George was non-verbal and lost in his own world, our GP suspected autism. 


We desperately looked for information on autism and anything that could help our son. After much searching we discovered a group of parents following a home program LOVAAS, having great success with their children.   


There were painful months in between health assessments, and no plan or help from the Health or Education authorities. We were left to watch George’s condition spiral downwards.


George was diagnosed autistic with Severe Learning Difficulties at the age 2 years 9 months and our worst fears were confirmed.


We started George on the LOVAAS program age 3 years, 10 months. I gave up my career to run the program and my husband Mike worked all hours to fund it. George responded as hoped and we knew this was the right decision.


After 6 weeks on the program George was able to speak and we recorded over 300 words. It felt like a miracle! His ability in attention and behaviour had become far more positive and he began to learn skills we hadn’t thought possible. 

Consultant first visit to the UK , March 1998 10 months into program.

In March 1998, we engaged with a consultant who had qualified at UCLA and who had worked with Ivor Lovaas himself, and we started George on an Applied Behaviour Analysis Lovaas Program (ABA). Leading the home program, I employed a team of phycology students, who worked across 40 hours a week, providing 1-1 teaching through discrete trials.

When George left residential school at the age of 18 we looked for a specialist ASC provision offering the expertise he required. There was very little available and what was available was so expensive, that the authorities were not in a position to offer this to George. The other huge problem was that had we’d been successful in securing this provision, it would only take in George until his 25th birthday. 


George left his residential school placement to come home to live with his parents.  He was at puberty and the uncertainty and lack of a specialist placement that could support his needs was causing him great anxiety and his condition deteriorated.


With no adult specialist ASC provision available, I decided to once again give up my career and embark on furthering my autism knowledge and gained ASC and a Higher Management Social Healthcare qualification. 

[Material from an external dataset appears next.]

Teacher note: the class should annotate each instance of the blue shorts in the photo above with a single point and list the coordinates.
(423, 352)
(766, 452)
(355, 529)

Stuarts House Care was formed in July 2013. I use my extensive experience in ABA and managerial qualification to head an amazing team of staff.    


We support 10 young adults across Day Care and Supported Living. With the expertise support from my amazing team of caring staff, George and the others enjoy experiences and social inclusion that makes me very proud.


Just as autism doesn’t stop at 25, our service doesn’t either. Using ABA technique we have enabled George do so many things that he simply wouldn’t have had the ability to accomplish, from cooking to driving a tractor.


His latest achievement was to learn all the skill necessary to play darts, taking his maths skills from the classroom into the world with all the social benefits and opportunity. It took George over 2 months to gain all the language and knowledge needed to understand and play the game.


Language targets, included:

  • identifying and naming single, double and triple numbers

  • understanding the worth of bullseye and outer bull

  • adding

  • subtracting

  • keeping score and

  • working out what double needed to win. 


Using sheets in the classroom, to teach each step, we incrementally added onto each mastered target, until he was ready to take his game to the local pub.


This is a great turn taking sociable game, age appropriate and one example of how we work to open up the community world to all our service users.


The support from the families and friendships that have formed over the years, have all added to what makes Stuarts House Care a provision with a huge heart and a common goal to help our special children and now young adults be happy and live a fulfilled life.


"While much attention has been paid to the young children who made phenomenal progress in early, intensive behavioural treatment, such research does not exhaust the benefits of behavioural treatment. Therapy utilising applied behaviour analysis is primarily meant to improve the quality of life of an individual with autism. This can be accomplished in early childhood, adolescence, and even later in life." (Lovaas Institution).